October 16, 2011

Look forward; don't look back.

It's Sunday, and there's no better day for a stroll to a park or city square. Europeans have a tradition of getting dressed up and walking about their public places. Although it's customary to take a stroll any day in the late afternoon, the ritual really blossoms on Sunday afternoons.

Some call it a promenade. Italians refer to it as a passeggiata. When I lived in Venice in the mid-1980s, my dear landlady and I "put on our Sunday best" and walked the streets of the Lido late every Sunday afternoon. We would end the day with a nice espresso and pastry at a café.

Europeans engage in this custom during prosperous times and under under adverse circumstances. Here, for example, my Dad relaxes in a town square with friends and their children. Look at the roof of the building behind them.

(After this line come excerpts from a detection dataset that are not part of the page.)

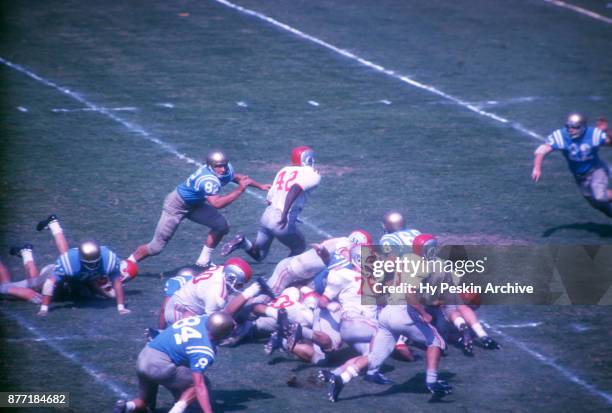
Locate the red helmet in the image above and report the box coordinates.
[119,260,138,283]
[223,257,253,289]
[349,229,372,245]
[412,234,438,259]
[291,146,314,166]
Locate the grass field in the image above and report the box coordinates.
[0,0,612,412]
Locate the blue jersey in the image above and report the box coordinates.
[148,315,216,373]
[176,163,234,205]
[546,127,606,175]
[379,229,421,252]
[164,275,193,297]
[53,246,120,281]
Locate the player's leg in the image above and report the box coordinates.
[128,191,189,262]
[187,204,229,267]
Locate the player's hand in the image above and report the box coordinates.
[278,215,287,229]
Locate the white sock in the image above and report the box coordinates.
[265,307,278,320]
[453,317,465,330]
[19,249,34,265]
[472,323,488,338]
[425,370,438,384]
[340,366,359,384]
[196,245,215,265]
[49,221,64,235]
[168,400,188,413]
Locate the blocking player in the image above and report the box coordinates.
[113,312,234,413]
[221,146,321,261]
[35,215,137,317]
[128,150,270,268]
[531,112,612,217]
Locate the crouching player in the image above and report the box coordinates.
[114,312,234,413]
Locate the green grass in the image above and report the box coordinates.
[0,1,612,412]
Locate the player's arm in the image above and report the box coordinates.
[531,143,553,182]
[191,371,213,413]
[206,178,253,209]
[233,173,272,191]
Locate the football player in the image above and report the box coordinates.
[164,258,253,324]
[113,312,234,413]
[531,112,612,217]
[35,215,138,317]
[221,146,321,261]
[128,150,270,268]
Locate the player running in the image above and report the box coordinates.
[531,112,612,217]
[128,151,270,268]
[221,146,321,261]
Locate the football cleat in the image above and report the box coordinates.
[327,374,344,403]
[221,234,244,257]
[291,146,314,166]
[287,323,302,351]
[113,399,127,413]
[9,244,34,258]
[480,336,501,350]
[255,277,276,300]
[363,371,395,384]
[426,380,453,397]
[36,214,59,231]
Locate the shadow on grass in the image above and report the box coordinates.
[542,222,612,238]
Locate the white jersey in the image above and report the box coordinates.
[323,268,376,318]
[173,266,227,314]
[266,166,321,216]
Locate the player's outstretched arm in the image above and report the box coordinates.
[191,372,213,413]
[531,143,553,182]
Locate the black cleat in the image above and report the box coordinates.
[113,399,127,413]
[255,277,276,300]
[363,371,395,384]
[221,234,244,257]
[459,324,474,356]
[9,244,34,258]
[36,214,59,231]
[427,380,453,397]
[480,336,501,350]
[327,375,344,403]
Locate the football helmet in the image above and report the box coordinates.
[223,257,253,291]
[383,211,406,234]
[206,311,236,341]
[565,112,587,139]
[349,229,372,245]
[206,150,229,178]
[79,239,102,270]
[291,146,315,166]
[412,234,438,260]
[119,260,138,283]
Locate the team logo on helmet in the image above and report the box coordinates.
[223,257,253,291]
[383,211,406,233]
[291,146,314,166]
[206,311,236,341]
[79,240,102,269]
[412,234,438,260]
[565,112,587,139]
[349,229,372,245]
[119,260,138,283]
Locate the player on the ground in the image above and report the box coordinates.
[128,150,270,268]
[221,146,321,261]
[164,257,253,324]
[36,215,137,317]
[114,312,234,413]
[531,113,612,217]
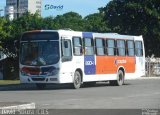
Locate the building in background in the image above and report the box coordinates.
[5,0,42,20]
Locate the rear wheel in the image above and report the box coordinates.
[109,70,124,86]
[73,71,82,89]
[83,82,96,87]
[36,83,46,90]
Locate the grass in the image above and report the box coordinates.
[0,80,20,85]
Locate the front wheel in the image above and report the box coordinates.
[73,71,82,89]
[36,83,46,90]
[109,70,124,86]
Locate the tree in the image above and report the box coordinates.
[103,0,160,56]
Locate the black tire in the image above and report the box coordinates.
[73,71,82,89]
[36,83,46,90]
[109,70,124,86]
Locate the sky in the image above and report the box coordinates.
[0,0,111,17]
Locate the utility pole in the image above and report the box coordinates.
[0,9,3,17]
[17,0,20,18]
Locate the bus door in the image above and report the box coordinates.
[83,32,96,75]
[135,40,145,76]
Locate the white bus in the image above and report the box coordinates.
[20,30,145,89]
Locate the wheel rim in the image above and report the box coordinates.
[75,74,80,85]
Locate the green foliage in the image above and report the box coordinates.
[103,0,160,56]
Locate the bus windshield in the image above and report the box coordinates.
[20,41,60,66]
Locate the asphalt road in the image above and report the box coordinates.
[0,79,160,109]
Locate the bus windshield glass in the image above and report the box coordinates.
[20,41,60,66]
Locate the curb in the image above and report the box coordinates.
[0,103,36,110]
[138,77,160,79]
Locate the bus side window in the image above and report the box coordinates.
[127,40,135,56]
[95,38,105,56]
[61,39,72,62]
[117,40,126,56]
[72,37,83,56]
[84,38,94,55]
[135,41,143,57]
[106,39,116,56]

Schweinfurt, Germany about 1946. Schweinfurt was one of the big DP camp towns that housed Lithuanian refugees. The camp sat in the American-occupied zone of postwar Germany. My Dad, the second adult from the left, lived in the Schweinfurt camp. The monuments likely identify this area as the entryway to the Lithuanian camp. The little tower is a replica of "Gedimino pilies bokštas," or the tower of the Gediminas Palace in Vilnius. The iconography of three crosses has special meaning in Lithuanian culture.

Schweinfurt, like Würzburg, endured horrific bombing that made the city difficult to identify for many years later. I would not have known which city this was had my Dad not written the location on his negative.